Answer the 7 questions in this Quiz : First complete it individually, then discuss your responses with other group members – you can then change your response if you like!

 

Q1.   What is the approximate age of the Universe?


A.   10 million years old
B.   15 million years old
C.   15 billion years old
D.    Older than 20 billion years
E.     None of the above

Q2.   The first humans appeared on Earth approximately


A.    50 000 years ago
B.    200 000 years ago
C.    1 million years ago
D.    2 million years ago
E.     None of the above

Q3.    Where did the Universe come from?


A.   it has always existed
B.   it was created
C.   a huge explosion of space, time, matter and energy
D.   it was born from the debris left over after the destruction
of a previous universe
E.   None of the above

Q4.    How do we know how old the Sun is?


A.   from Cosmic Microwave Background radiation discovered by
scientists in the 1960s
B.   from archeological evidence
C.   from calculations using classical physics
D.   by using radioactive dating of objects such as meteorites
E.   we have no way of knowing

 

Group Activity!

 

 

 

Imagine that the whole history of the Universe has been compressed into one calendar year with the Big Bang corresponding to the first second on New Year’s Day, and the present time to the last second on December 31st (midnight).

                      

 

 

Jan 1 Dec 31

Big Bang           Today

Scientists estimate the age of the Universe to be 13.7 billion years old – but for this activity, take it to be 15 billion years old (because it makes the maths easier!).
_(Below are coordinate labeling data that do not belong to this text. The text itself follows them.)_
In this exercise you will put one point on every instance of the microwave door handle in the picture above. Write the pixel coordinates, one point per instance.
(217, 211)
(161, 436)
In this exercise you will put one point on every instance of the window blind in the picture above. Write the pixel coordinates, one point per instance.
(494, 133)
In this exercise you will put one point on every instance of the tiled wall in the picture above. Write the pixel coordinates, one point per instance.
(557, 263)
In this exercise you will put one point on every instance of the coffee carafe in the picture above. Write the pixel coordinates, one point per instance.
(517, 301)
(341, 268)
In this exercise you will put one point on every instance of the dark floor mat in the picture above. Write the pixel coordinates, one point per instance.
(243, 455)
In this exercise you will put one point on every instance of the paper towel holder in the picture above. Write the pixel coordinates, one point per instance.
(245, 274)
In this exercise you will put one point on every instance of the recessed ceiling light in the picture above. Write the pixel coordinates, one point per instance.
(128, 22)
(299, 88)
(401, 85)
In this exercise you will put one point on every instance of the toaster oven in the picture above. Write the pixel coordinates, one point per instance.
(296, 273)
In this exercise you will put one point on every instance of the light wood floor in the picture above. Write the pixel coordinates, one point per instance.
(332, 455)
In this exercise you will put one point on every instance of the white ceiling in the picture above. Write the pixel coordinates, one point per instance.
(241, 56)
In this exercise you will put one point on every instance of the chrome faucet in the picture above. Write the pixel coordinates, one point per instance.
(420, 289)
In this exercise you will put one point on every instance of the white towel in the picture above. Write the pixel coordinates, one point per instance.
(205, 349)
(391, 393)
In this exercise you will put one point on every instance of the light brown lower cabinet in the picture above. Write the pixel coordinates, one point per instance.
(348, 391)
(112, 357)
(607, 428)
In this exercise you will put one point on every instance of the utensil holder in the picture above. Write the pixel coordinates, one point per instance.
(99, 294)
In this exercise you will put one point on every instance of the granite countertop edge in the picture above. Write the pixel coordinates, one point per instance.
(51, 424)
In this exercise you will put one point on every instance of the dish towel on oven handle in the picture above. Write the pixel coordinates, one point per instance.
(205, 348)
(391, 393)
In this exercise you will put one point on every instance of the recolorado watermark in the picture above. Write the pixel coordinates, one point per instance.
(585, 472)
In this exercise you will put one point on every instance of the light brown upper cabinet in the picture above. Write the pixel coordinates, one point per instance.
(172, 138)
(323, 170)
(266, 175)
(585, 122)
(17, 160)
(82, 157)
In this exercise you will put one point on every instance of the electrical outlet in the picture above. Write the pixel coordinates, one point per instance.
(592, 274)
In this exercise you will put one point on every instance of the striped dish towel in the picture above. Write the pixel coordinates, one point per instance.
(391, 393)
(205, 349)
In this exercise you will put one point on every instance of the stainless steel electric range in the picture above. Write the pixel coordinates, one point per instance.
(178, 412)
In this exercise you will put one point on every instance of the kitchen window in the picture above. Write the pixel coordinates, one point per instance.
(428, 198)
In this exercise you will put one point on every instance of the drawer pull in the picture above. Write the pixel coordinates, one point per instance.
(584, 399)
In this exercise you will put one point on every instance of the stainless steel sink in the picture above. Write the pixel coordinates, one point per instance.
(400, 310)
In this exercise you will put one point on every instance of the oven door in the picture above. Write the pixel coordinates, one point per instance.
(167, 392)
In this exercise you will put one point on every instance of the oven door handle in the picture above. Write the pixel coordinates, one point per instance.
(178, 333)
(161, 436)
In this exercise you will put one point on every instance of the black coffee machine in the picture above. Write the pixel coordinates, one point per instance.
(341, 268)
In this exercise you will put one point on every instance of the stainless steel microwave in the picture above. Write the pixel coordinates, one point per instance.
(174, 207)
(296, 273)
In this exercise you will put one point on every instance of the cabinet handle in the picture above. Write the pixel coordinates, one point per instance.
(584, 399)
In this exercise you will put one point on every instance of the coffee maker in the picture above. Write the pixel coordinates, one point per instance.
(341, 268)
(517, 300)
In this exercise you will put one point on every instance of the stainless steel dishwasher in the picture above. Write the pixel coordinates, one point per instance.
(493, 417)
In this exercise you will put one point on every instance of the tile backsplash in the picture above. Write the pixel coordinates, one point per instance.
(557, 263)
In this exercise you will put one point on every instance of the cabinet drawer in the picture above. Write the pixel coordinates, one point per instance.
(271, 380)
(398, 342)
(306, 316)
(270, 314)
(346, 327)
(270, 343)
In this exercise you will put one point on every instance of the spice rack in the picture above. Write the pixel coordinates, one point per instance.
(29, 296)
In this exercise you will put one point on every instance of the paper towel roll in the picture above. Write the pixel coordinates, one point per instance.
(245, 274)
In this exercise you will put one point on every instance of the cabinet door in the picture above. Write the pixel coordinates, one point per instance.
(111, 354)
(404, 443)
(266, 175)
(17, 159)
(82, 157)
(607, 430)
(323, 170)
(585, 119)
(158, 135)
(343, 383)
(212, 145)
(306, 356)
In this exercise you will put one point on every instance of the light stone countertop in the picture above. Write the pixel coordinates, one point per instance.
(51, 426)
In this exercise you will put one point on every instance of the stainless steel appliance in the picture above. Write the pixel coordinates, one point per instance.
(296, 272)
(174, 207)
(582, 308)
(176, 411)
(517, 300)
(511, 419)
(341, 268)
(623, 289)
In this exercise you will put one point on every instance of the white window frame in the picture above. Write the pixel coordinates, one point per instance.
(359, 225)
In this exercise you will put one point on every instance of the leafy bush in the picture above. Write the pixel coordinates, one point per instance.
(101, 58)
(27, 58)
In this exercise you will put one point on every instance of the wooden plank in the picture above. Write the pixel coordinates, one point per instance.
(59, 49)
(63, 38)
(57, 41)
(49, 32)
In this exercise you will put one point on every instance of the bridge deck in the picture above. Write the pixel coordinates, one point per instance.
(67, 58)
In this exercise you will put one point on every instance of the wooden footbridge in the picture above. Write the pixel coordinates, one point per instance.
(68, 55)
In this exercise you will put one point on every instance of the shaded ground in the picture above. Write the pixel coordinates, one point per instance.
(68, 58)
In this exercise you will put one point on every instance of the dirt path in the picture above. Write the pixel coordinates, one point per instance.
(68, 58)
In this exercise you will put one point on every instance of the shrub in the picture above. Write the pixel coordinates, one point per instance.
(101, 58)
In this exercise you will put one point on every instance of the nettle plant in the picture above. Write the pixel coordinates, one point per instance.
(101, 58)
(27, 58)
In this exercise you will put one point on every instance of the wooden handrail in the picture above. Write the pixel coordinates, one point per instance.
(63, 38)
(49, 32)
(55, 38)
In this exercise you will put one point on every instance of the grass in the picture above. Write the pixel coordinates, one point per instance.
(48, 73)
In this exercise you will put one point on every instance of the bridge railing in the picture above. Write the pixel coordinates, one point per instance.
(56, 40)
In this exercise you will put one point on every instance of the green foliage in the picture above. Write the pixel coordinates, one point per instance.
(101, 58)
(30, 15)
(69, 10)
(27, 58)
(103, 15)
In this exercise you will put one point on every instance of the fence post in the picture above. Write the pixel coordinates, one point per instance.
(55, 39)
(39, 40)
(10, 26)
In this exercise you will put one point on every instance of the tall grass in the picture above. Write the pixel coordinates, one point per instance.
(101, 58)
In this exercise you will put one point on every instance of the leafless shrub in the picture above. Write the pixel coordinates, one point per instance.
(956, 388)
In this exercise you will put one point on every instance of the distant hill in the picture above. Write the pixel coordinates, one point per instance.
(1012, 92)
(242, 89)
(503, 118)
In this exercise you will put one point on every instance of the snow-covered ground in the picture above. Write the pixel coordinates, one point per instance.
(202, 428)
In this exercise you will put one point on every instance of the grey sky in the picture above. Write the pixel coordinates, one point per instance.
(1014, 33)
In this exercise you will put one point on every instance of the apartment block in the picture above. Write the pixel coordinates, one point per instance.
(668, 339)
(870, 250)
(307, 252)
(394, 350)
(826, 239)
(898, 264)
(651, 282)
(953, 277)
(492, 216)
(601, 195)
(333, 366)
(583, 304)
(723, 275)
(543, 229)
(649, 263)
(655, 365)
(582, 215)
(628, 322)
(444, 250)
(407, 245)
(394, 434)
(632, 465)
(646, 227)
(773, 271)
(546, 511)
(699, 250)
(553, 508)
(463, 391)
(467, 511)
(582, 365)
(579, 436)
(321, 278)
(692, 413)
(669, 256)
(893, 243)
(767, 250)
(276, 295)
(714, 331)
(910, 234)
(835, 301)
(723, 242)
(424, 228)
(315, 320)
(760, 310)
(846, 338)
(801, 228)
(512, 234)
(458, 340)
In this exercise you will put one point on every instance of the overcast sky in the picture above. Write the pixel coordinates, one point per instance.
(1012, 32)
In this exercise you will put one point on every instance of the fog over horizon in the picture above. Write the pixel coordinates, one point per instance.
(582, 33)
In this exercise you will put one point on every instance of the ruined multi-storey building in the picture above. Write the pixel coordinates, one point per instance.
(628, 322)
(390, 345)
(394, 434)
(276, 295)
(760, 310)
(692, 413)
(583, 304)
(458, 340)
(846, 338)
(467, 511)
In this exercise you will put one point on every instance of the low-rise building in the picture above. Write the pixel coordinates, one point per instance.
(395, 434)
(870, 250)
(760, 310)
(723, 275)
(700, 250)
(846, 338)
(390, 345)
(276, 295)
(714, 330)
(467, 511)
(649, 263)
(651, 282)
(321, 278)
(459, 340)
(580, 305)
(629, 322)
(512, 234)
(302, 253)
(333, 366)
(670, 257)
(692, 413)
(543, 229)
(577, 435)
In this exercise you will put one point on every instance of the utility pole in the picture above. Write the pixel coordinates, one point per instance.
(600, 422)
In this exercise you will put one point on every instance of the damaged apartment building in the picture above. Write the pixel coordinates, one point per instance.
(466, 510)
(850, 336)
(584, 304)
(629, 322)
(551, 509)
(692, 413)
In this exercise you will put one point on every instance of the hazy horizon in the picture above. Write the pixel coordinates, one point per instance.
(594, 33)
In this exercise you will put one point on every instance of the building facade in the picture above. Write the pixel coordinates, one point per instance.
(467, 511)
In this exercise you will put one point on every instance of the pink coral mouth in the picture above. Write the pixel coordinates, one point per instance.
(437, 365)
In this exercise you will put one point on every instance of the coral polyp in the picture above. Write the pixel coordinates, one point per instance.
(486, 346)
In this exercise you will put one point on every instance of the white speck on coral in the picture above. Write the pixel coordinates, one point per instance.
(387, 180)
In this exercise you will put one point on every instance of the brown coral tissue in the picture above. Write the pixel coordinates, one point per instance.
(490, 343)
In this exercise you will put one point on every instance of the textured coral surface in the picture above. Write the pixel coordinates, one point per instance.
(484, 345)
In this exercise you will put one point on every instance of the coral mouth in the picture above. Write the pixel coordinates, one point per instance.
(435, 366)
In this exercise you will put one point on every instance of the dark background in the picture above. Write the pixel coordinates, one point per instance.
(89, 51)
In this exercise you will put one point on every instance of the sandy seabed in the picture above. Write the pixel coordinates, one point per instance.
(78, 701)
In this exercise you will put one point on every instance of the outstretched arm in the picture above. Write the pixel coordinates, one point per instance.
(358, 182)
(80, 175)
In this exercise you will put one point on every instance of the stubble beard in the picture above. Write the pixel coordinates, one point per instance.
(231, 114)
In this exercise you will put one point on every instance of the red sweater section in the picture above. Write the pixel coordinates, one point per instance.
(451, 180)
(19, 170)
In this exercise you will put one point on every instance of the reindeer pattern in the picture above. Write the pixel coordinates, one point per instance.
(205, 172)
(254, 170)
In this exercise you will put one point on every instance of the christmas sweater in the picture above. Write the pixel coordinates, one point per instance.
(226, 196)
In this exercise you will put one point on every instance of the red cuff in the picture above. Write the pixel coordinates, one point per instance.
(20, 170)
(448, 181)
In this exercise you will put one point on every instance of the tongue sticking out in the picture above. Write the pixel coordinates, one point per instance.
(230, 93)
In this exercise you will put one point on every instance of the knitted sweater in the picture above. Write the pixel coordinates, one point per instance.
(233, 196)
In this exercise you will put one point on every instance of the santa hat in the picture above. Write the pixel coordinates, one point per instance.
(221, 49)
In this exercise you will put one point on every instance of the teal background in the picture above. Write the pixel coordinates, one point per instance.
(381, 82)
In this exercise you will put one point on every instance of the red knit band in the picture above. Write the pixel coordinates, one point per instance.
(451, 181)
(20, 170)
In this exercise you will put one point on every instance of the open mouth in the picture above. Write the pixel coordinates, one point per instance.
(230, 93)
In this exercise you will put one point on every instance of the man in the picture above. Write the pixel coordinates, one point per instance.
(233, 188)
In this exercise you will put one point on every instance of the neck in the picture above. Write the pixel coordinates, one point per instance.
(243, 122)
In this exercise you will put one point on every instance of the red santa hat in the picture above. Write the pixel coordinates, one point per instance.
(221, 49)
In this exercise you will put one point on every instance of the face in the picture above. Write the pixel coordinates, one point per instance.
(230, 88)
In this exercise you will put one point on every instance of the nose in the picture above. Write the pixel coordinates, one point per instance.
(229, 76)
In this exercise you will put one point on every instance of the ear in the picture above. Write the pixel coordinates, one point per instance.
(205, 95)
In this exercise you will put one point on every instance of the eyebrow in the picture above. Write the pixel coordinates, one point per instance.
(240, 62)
If we divide this number by 12 months, each month of our Cosmic Calendar will represent  approximately 1.25 billion years.

Using this time scale – each month represents 1.25 billion years . . .

Brainstorm when some important events would have taken place between the Big Bang and Today

  • Cut and Paste the 12-month Calendar onto poster paper to create one long TIME LINE

 

To download Events Cards and 12-month Calendar click on the link

Events Cards and 12-month Calendar

 

  •  Cut out the given 10 Events from the handout and decide on their probable order on the TIME LINE
    • Place each Event under the month you predicted the Event occurred and say why you think it should go there
    • Predict the day of the month that you think the Event occurred

 

  • Now, check with the dates that scientists have worked out for these events. How did your predictions compare?

 

  • Try to find out how scientists arrive at such predictions
 
 
 

 

 


    Dates of special note:

    —  Humans arrived on the scene 7 min before Midnight on New Year’s Eve Dec 31!

    — Dinosaurs ruled from Dec 25 – Dec 30 for almost 200 million years

    December Task

    Try to find out when the some of the following events occurred and then draw up your own calendar on poster paper for the month of December – make the box for December 31st extra large! (something like the calendar below)

    Place these events on the appropriate days/hours/minutes/seconds of December – e.g. stone tools made their appearance on December 31st at 23:00 hours!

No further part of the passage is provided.